Today’s Papers

March 21st, 2013 at 11:44 am

A few things that caught my sleepy eyes:

–Jim Tankersley reviews the work of the expansionary contraction crowd, which is almost exclusively the work of economist Alberto Alesina with co-authors.  I’ve long held the view that tax increases and budget cuts in weak economies are analogous to leeching in medieval medicine: it’s not that it doesn’t help—it’s that it hurts.  So this seemed like a good time to link to an earlier analysis of why this Alesina stuff is so wrong.

Or, better yet, you could just look at the economies that have applied these leeches—UK, Italy, Spain, Greece—and see for yourself.  What you really shouldn’t do is what Alesina himself does in the WaPo piece: cite the “booming stock market” as evidence that budget cuts from the sequester work just as he predicted.

“Sure the budget cuts [had] not taken place yet but investors and companies look into the future when they hire. Given that the future implies budget cuts, it must mean that they welcome them.”

Life lesson: beware the analyst that cites the latest stock market trend to support his theory.  He will almost always be wrong.

–Here’s a nice summary of what’s up down in Cyprus.  One development is that in looking around for alternatives to their initial—and fundamentally flawed—idea of taxing bank deposits to partially pay for the bailout, the Cypriots are talking to Russian investors: “How ironic if the end result of euro-zone overstretch into Cyprus turned out to be an expansion of Russian influence over European Union turf.”
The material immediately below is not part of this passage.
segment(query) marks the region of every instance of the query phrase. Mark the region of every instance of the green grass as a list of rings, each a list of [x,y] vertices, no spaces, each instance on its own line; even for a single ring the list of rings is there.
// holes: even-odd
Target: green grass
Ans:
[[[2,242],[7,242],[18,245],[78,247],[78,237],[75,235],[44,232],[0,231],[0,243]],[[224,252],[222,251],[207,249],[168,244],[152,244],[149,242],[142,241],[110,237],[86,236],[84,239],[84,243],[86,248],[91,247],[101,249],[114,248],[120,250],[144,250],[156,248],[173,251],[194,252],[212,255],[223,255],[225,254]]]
–OTE’ers know that I’ve been a long-time critic of the H1B guest visa program where skilled immigrants are allowed to temporarily work here for a sponsoring employer.  I’m all for a welcoming policy stance towards immigrant workers of all skill levels but guest worker programs in general and especially the very flawed H1B program are not how to get there.  They’ve become the purview of offshorers and employers looking for cheap, imported labor to replace an underutilized domestic workforce (though people think employers must look for domestic hires before turning to guest workers, that’s not the case with the H1B’s).  Sen Durbin has good ideas on how to at least make the program work better, but it looks like he’s getting rolled.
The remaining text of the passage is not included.